The ecosystem of Tumblr has always been founded on its users irreverence for the site’s design and features (see: Xkit or Missing e). While the platform may have changed (and Yahoo’s former CEO regrets wrecking Tumblr instead of Netflix), the irreverence manages to remain.
The archaic word of the day is toshend: to absolutely destroy.
—Camille Butera | Total notes: 89,998
Today in Crabs: Many of you ensured that I did not miss this crab alignment chart. I am a crab.
ClipBase: search YouTube videos for a phrase. I’ve made a huge mistake. “Utah author of children’s book on grief charged with murdering her husband.” National treasure and McMansion Hell architecture critic Kate Wagner in The Baffler: “Bad Manors: The McMansion as harbinger of the American apocalypse.”
Two followup notes on Elizabeth Holmes and her extremely suspicious dog: in Slate, Rebecca Onion explained that history’s better-known Balto the dog was also, incredibly, a famous grifter. And Tom Scocca gave the Chozick profile its most generous possible reading, but still concluded that “Maybe the proportion… of anti-Holmes to pro-Holmes material was 60-40, or even 70-30. Without the story, the share of pro-Holmes material in the Sunday paper would have simply been zero.” This is a paid Indignity post and if you’re all the way down here reading me telling you to read it, I am confident that you won’t regret paying for Indignity.
Finally: Do you sometimes wistfully recall when Casey Johnston was primarily a tech blogger? Well no one should wish that life on her again, but she did dip a toe back in with a gripping detective story for Defector: Into Thin AirPods.
Today’s Song: is a Tabs first! A reader wrote in on Monday with a question for Music Intern Sam:
Yo I am dating a girl who likes nu metal; can music intern Sam recommend a band that will make me seem cool?
Music Intern Sam: Good news! You're not cool, but neither is she, and neither am I, because liking nu-metal is not, was not, and never will be cool. And that's a pretty solid foundation for a relationship! Being corny together is an essential part of emotional intimacy. Treasure every moment.

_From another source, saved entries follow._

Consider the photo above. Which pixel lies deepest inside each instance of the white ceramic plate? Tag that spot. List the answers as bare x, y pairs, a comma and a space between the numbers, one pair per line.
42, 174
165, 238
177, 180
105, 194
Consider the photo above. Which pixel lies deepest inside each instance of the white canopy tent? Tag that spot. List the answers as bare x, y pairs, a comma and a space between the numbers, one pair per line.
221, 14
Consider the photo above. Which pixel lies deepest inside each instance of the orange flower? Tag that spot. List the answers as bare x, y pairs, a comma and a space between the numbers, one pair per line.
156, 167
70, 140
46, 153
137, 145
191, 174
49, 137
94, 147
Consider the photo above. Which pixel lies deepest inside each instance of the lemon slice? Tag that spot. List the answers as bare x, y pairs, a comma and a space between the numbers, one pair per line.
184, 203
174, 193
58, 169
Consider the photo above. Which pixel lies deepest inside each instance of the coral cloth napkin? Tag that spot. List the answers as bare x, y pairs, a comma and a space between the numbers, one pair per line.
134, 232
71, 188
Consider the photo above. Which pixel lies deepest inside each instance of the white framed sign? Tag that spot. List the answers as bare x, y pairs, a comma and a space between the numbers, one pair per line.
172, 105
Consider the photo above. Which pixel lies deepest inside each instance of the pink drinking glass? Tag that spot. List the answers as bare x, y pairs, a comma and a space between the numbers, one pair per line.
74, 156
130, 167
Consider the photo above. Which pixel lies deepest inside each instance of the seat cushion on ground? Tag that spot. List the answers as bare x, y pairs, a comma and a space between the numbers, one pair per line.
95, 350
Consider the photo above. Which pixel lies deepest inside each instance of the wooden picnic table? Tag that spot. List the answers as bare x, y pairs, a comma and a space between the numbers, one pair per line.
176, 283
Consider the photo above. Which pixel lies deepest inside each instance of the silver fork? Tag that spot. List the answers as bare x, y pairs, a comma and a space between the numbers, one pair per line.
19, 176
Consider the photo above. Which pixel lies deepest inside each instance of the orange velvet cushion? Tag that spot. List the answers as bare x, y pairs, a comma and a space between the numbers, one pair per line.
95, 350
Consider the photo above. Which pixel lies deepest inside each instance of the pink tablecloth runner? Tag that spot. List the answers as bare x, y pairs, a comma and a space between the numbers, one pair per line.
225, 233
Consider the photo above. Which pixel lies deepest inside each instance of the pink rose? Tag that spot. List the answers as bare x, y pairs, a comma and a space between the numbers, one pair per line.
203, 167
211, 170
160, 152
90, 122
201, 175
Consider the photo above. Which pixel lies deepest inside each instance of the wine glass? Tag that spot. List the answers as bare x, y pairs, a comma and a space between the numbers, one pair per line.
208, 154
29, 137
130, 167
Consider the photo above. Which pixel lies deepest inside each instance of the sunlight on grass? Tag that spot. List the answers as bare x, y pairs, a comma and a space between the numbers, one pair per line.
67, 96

That said, it's always safe to start with Deftones, especially if you work backwards from White Pony. Listen to this playlist inspired by an old friend’s expert recommendations, which included stalwarts Linkin Park, P.O.D. and Korn. (Follow @kornsexual for vibes.) If you need something newer, Bring Me The Horizon has sick, authentically cringe-adjacent bangers like “teardrops” and “die4u”. And the most relevant nü-nu-metal isn’t being made by men: MUNA tourmates Nova Twins rock so fucking hard and Main Pop Girl Rina Sawayama's "STFU" is probably the best example of the genre since its OG run.

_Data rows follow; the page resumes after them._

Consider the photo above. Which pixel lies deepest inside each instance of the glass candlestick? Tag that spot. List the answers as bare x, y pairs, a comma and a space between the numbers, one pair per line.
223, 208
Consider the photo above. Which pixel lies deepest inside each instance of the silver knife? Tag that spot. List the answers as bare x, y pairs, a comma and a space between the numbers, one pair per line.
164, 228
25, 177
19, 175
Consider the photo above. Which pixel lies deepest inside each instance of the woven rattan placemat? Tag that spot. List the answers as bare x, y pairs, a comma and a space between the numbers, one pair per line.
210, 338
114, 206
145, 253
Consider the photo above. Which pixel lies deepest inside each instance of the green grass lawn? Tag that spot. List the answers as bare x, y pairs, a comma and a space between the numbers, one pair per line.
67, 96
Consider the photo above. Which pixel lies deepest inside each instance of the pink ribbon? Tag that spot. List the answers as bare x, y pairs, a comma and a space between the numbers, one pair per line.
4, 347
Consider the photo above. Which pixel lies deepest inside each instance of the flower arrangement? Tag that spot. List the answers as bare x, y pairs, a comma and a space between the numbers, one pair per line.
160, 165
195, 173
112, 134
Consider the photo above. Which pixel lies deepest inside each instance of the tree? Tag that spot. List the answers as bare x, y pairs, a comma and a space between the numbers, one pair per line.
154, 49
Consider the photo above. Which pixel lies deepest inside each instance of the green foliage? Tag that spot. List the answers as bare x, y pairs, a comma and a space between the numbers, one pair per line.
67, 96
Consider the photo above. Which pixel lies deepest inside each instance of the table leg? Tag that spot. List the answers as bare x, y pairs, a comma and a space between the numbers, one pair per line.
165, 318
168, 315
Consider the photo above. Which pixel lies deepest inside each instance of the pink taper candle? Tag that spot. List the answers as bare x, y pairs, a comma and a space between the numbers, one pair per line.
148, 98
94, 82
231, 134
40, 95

But if you really want to know what it felt like back then, take it from me: this is nü-metal's most essential document, its true apotheosis, an eternal banger, my most problematic fav:
(h/t Garbage Day)
Thanks Intern Sam, and thanks again Intern Camille. What a wall of text today, sorry. I guess I shouldn’t take time off. I’ll be back tomorrow, and Senior Correspondent Allegra Rosenberg will take over the Friday subscriber post this week, so until then get plenty of rest.